As for the cause, Mr. Bork cites one big culprit: modern liberalism, which in his view has promoted two destructive ideals: ''radical egalitarianism (the equality of outcomes rather than of opportunities) and radical individualism (the drastic reduction of limits to personal gratification).''
He argues that ''the tendencies inherent in individualism were kept within bounds'' in the past by ''a common moral culture and the strength of religion,'' but adds that ''liberalism drained the power'' from those institutions, contributing to our current state of rootless hedonism.
In the course of setting out these arguments, Mr. Bork makes some astute points about the politicization (not to mention Balkanization) of American culture and the diminished role that reason and rationality have come to play in our intellectual discourse. Mr. Bork's more cogent points, however, are overshadowed by his own ideological fervor and myopia: his willingness to go to rhetorical extremes to try to demolish the left, and his unwillingness to even examine the role that the right (from Jesse Helms to the Christian Coalition) has also played in damaging the American gift for consensus. The result is an angry, preachy book that attempts to bludgeon the reader over the head with hectoring assertions, rather than persuade through judicious argument.

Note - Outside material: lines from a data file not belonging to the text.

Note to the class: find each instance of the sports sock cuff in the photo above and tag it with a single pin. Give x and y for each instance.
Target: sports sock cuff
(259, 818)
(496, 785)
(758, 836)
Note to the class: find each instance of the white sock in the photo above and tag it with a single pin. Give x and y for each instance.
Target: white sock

A style we should all be familiar with here, he notes drily.
More alarming to many readers will be Mr. Bork's bluntly worded calls for censorship (''starting with the obscene prose and pictures available on the Internet, motion pictures that are mere rhapsodies to violence, and the more degenerate lyrics of rap music'') and ''a constitutional amendment making any Federal or state court decision subject to being overruled by a majority vote of each House of Congress.'' Mr. Bork, typically, does not really grapple with the consequences of such proposals: he does not deal, for instance, with the question of exactly who would impose censorship rules, where the guidelines would be drawn or what would prevent such censorship from completely quashing First Amendment rights.

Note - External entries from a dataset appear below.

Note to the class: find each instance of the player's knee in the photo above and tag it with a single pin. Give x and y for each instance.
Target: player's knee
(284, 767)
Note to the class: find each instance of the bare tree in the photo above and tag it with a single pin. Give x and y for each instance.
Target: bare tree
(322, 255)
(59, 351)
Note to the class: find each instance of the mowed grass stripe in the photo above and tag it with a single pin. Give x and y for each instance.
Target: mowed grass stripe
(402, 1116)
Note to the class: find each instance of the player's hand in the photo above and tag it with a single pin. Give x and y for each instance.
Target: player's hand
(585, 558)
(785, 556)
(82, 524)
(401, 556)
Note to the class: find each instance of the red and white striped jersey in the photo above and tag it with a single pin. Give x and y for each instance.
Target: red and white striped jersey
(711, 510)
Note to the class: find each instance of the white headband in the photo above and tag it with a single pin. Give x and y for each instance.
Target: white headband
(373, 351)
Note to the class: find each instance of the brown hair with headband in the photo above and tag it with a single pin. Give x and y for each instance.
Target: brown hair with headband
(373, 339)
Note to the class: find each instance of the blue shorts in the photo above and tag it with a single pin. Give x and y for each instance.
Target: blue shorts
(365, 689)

Indeed, as Mr. Bork sees it, the concepts of liberty and equality espoused by the Declaration of Independence (''We hold these truths to be self-evident, that all men are created equal, that they are endowed by their Creator with certain unalienable rights, that among these are life, liberty and the pursuit of happiness'') are vastly overrated.
''The ringing phrases are hardly useful,'' Mr. Bork writes, ''indeed may be pernicious, if taken, as they commonly are, as a guide to action, governmental or private. Then the words press eventually toward extremes of liberty and the pursuit of happiness that court personal license and social disorder.'' In another chapter, he goes so far as to suggest that the passion for equality lacks ''any intellectual foundation.''
The guy was just ahead of his time, I guess.